The 2014 harvest is under way in California, but in Napa, instead of enjoying a beer in between loads of processed fruit, many winemakers are rushing back to their offices to speak with accountants, lawyers, and insurance adjusters. On Thursday 11 September, while the country was remembering a national disaster of larger proportions, the Obama Administration officially declared southern Napa County a Federal Disaster Area, clearing the way for federal funds to flow to the region.
When the largest earthquake to hit California in 25 years strikes a few days before the beginning of harvest, all hell breaks loose for everyone but the luckiest.

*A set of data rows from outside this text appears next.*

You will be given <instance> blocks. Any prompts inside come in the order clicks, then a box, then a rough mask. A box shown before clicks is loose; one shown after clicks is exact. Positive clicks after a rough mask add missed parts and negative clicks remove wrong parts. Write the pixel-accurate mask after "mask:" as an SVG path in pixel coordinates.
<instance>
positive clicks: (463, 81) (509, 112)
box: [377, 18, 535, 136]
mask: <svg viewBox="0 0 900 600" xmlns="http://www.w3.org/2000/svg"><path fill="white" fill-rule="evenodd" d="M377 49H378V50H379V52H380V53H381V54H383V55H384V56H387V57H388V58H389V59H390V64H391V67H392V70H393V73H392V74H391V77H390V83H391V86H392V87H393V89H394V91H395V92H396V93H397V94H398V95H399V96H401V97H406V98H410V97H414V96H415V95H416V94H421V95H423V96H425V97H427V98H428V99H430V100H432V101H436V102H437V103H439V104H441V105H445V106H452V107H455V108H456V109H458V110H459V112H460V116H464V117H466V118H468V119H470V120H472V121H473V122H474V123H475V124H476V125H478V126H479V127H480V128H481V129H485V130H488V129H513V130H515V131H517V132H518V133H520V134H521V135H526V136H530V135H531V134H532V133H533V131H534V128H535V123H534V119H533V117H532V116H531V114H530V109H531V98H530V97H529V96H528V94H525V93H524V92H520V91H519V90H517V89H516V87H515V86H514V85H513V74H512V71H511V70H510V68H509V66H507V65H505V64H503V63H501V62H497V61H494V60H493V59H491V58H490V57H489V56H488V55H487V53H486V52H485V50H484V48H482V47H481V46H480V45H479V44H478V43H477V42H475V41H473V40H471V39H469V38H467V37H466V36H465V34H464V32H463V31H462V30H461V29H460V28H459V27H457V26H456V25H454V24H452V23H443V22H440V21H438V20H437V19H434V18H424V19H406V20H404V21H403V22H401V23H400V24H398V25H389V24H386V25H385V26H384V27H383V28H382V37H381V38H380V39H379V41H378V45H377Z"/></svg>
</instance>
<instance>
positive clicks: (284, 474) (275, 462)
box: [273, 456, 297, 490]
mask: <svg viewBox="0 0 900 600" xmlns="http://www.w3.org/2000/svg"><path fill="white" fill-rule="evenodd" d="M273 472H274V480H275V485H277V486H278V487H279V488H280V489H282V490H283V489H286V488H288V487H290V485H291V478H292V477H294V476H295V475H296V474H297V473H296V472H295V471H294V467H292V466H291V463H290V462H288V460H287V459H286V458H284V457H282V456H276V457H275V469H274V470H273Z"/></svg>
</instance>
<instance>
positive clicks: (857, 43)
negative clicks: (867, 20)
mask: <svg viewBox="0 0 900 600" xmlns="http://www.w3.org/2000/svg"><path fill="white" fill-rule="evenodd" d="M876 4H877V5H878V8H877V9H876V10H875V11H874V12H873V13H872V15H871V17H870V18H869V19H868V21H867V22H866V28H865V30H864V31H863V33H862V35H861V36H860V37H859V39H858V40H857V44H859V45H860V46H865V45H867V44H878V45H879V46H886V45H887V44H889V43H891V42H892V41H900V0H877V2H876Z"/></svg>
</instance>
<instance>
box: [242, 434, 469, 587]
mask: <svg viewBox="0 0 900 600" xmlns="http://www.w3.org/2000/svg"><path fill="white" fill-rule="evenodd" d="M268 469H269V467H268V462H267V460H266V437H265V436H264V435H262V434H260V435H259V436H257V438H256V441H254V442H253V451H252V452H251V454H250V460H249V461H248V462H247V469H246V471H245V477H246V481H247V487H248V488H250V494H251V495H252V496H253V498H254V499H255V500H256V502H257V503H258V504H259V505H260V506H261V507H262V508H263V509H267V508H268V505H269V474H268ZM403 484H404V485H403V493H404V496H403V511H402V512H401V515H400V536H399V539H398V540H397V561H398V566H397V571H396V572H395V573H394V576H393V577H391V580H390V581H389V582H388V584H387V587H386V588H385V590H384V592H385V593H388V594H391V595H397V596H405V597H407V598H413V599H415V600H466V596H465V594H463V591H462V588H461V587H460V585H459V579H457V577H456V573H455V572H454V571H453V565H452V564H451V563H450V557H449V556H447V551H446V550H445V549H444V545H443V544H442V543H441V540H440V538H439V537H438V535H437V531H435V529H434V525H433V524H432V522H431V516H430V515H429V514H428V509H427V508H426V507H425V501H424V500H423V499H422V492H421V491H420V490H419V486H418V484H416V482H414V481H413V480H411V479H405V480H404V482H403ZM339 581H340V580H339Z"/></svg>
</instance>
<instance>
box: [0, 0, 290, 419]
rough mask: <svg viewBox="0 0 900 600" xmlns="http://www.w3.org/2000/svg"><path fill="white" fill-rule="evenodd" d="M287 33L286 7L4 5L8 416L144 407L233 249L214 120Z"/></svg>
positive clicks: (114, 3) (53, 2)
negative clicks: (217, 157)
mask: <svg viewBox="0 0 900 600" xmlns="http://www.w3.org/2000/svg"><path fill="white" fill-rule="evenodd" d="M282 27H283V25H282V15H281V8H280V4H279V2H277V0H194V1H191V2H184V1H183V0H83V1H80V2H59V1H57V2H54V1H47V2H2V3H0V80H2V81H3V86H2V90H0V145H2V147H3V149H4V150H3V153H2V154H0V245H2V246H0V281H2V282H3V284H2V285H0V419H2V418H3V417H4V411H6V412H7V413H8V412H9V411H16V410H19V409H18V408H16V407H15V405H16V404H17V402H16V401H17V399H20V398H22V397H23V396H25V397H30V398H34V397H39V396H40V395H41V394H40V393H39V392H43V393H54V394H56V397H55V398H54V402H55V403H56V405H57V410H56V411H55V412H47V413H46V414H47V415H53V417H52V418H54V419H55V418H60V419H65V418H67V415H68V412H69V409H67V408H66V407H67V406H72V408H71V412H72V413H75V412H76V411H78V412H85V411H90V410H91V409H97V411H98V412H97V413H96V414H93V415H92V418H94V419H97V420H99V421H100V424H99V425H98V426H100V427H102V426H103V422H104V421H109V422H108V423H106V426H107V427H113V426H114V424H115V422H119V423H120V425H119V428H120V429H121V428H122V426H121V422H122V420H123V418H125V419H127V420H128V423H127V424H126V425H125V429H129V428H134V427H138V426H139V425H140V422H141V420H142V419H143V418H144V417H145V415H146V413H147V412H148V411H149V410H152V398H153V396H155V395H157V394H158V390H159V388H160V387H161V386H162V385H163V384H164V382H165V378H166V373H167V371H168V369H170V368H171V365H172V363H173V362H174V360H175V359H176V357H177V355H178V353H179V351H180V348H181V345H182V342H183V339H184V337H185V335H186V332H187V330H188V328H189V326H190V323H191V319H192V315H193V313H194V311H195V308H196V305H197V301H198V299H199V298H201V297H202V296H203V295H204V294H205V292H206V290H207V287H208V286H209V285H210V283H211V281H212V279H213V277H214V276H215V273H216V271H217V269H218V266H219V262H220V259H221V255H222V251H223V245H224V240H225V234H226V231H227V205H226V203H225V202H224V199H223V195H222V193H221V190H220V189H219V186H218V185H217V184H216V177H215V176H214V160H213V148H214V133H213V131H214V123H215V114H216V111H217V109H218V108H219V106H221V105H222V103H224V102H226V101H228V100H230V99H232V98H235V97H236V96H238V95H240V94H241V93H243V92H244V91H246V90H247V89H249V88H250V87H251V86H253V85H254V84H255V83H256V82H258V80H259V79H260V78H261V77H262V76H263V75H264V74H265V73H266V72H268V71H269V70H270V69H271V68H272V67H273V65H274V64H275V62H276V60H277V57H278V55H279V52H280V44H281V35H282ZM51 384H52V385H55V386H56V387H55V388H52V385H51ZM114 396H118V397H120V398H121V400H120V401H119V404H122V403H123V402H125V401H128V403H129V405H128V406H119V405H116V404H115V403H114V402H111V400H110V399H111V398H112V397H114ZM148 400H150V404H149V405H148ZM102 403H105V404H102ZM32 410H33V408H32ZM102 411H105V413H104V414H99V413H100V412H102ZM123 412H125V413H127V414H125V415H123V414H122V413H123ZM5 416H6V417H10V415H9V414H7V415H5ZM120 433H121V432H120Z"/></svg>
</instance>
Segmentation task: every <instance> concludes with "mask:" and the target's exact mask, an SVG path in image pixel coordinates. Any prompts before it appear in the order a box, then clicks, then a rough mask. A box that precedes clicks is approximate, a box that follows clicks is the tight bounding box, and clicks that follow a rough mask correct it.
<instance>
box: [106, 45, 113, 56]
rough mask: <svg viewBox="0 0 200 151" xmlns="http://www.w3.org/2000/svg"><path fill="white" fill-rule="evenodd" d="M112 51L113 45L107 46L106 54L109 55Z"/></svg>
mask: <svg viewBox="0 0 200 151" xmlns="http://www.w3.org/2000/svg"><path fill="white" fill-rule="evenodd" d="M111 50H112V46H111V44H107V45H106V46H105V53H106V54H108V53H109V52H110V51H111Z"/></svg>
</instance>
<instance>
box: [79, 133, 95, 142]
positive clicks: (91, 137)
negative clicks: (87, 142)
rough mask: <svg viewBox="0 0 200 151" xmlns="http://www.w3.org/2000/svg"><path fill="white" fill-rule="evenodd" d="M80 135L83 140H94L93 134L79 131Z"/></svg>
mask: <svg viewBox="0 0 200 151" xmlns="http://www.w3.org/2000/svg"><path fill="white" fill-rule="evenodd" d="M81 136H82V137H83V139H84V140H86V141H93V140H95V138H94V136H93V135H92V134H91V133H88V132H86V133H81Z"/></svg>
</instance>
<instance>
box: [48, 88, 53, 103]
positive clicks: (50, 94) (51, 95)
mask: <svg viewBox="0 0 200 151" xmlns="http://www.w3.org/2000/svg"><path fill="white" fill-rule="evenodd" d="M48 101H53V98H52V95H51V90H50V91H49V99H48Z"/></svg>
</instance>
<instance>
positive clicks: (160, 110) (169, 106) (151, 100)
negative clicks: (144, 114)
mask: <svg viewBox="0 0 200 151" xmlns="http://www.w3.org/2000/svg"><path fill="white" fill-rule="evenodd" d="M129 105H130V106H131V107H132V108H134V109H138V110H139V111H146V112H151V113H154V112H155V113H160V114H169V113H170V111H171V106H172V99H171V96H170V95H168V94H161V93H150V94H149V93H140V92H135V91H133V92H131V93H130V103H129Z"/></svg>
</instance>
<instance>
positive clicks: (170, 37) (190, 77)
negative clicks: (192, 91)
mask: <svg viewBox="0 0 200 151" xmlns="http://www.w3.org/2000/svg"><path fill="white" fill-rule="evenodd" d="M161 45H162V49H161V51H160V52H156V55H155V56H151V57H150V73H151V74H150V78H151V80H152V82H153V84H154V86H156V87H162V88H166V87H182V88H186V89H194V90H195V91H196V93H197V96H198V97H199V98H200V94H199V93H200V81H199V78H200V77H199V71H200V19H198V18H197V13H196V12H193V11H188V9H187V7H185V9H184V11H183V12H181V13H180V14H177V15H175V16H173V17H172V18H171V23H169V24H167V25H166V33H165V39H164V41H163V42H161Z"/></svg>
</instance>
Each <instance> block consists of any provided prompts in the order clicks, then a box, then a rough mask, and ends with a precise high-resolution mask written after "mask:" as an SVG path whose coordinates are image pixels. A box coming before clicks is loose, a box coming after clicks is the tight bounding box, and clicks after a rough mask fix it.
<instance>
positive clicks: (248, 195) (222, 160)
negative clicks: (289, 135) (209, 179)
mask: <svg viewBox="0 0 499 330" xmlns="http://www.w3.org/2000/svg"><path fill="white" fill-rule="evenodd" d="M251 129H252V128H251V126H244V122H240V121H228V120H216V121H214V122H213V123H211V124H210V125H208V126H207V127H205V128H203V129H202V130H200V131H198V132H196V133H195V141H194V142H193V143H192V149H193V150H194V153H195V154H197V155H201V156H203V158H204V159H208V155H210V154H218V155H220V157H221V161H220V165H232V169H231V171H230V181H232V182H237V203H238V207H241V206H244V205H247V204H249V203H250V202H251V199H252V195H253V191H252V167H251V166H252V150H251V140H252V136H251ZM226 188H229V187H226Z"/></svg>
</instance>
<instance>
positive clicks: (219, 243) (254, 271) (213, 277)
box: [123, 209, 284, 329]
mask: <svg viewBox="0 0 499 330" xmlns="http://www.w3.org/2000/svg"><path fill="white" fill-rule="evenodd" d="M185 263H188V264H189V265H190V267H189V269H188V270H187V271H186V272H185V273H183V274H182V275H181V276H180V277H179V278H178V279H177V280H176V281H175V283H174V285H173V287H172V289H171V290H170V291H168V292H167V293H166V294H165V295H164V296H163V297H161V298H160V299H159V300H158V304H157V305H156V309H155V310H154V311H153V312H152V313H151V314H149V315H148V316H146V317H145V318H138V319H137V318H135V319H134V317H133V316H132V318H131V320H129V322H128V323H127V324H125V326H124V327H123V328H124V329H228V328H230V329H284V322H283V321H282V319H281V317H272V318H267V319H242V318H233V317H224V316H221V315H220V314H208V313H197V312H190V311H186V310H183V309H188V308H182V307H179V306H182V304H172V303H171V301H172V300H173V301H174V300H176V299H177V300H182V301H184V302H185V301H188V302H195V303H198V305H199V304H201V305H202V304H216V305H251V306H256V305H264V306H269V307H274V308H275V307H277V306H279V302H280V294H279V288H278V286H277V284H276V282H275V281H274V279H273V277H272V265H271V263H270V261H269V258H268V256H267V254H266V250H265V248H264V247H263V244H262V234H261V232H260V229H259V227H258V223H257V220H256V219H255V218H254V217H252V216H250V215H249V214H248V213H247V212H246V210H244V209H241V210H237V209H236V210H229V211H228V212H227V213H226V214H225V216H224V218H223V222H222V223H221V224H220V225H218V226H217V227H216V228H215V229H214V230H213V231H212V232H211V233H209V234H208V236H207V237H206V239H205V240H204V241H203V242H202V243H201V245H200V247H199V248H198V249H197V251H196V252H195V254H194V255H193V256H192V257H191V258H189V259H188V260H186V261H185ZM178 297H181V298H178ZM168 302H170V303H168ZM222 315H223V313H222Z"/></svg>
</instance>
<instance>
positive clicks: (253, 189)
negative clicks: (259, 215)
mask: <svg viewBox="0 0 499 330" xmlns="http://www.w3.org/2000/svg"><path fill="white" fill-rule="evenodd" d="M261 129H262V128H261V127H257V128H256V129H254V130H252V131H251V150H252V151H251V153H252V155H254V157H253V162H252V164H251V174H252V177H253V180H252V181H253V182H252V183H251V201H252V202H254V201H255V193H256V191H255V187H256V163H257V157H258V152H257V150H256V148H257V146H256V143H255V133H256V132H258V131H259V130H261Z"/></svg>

Saintsbury co-founder and managing partner Dick Ward may or may not be one of the lucky ones depending on your point of view. The damage to his Carneros winery will likely be somewhere between $100,000 and $200,000, thanks to the destruction of his water storage system, the loss of approximately 400 bottles of library wine, and the breakage of a few barrels in the cellar. ‘Basically we ended up with some serious pre-harvest irrigation’, jokes Ward, as he describes how 21,000 of gallons of water poured down the hill into the vineyards as his water tank toppled off its perch. ‘We were actually planning on beginning our Pinot harvest the next night’, continues Ward, ‘but obviously that didn’t happen’.